Ross Lyden

Personal information
- Full name: Ross Lyden
- Date of birth: 13 April 2000 (age 24)
- Place of birth: Glasgow, Scotland
- Position(s): Midfielder

Team information
- Current team: Vale of Leven

Youth career
- 2014–2017: Dumbarton

Senior career*
- Years: Team / Apps / (Gls)
- 2016–2017: Dumbarton / 2 / (0)
- 2017–2018: Clydebank
- 2018–: Vale of Leven

= Ross Lyden =

Scottish footballer

Ross Lyden (born 13 April 2000) is a Scottish footballer who plays as a midfielder for Vale of Leven.

==Career==
After playing for the club's under-17s side Lyden made his senior debut at the age of 16 in a 2–1 victory for Dumbarton over Queen of the South in December 2016, as an injury time sub for Andy Stirling.
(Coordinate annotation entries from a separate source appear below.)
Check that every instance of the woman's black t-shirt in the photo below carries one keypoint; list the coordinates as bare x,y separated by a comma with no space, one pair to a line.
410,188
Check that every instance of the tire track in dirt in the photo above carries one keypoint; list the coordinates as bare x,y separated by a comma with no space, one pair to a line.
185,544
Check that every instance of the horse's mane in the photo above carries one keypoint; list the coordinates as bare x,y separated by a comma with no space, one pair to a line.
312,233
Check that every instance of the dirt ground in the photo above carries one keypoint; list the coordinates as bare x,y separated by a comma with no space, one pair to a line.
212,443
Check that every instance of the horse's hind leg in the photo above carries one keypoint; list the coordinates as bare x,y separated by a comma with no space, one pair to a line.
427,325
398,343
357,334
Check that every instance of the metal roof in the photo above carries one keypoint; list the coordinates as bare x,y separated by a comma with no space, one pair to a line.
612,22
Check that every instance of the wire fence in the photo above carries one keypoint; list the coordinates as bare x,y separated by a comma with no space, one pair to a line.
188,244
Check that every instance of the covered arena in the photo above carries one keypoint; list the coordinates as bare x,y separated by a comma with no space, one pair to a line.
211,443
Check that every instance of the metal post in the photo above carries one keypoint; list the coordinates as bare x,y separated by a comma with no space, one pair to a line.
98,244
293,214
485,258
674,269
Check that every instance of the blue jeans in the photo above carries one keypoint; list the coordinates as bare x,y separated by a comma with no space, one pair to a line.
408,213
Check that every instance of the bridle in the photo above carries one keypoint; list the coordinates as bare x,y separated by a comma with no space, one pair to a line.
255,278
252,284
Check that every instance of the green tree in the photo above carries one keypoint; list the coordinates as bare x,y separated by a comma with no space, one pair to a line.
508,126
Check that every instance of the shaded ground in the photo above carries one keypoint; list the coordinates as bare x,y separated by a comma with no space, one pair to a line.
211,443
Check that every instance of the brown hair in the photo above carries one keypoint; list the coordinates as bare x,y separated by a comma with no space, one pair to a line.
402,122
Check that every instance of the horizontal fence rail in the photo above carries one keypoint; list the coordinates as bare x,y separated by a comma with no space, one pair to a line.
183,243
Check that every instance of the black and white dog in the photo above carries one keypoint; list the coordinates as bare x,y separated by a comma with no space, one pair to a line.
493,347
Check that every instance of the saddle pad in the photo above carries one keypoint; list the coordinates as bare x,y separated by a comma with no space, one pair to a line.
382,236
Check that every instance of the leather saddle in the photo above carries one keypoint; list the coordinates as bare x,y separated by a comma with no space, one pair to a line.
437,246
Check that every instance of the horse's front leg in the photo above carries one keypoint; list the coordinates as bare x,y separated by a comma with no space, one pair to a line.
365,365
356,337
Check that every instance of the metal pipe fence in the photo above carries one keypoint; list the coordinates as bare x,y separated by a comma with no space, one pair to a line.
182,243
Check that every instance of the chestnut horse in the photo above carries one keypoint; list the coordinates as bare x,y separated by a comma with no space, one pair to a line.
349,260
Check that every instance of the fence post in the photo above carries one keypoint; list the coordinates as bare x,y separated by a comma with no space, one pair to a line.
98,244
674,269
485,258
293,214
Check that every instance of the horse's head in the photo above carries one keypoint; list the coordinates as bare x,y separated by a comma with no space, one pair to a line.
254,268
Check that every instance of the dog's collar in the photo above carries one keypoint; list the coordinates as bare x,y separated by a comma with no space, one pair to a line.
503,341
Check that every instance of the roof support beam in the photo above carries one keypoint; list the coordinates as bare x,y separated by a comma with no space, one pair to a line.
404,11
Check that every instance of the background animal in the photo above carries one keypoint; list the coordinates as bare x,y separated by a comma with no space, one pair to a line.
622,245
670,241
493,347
In doing so he became the first player born in the 21st century to play for the club. He made his home debut in March, again in place of Stirling, in a 4–0 victory over Raith Rovers. Following the disbanding of Dumbarton's youth system, Lyden signed for Clydebank and, in doing so, became the youngest player to ever agree first team terms with the club. He joined Vale of Leven in July 2018.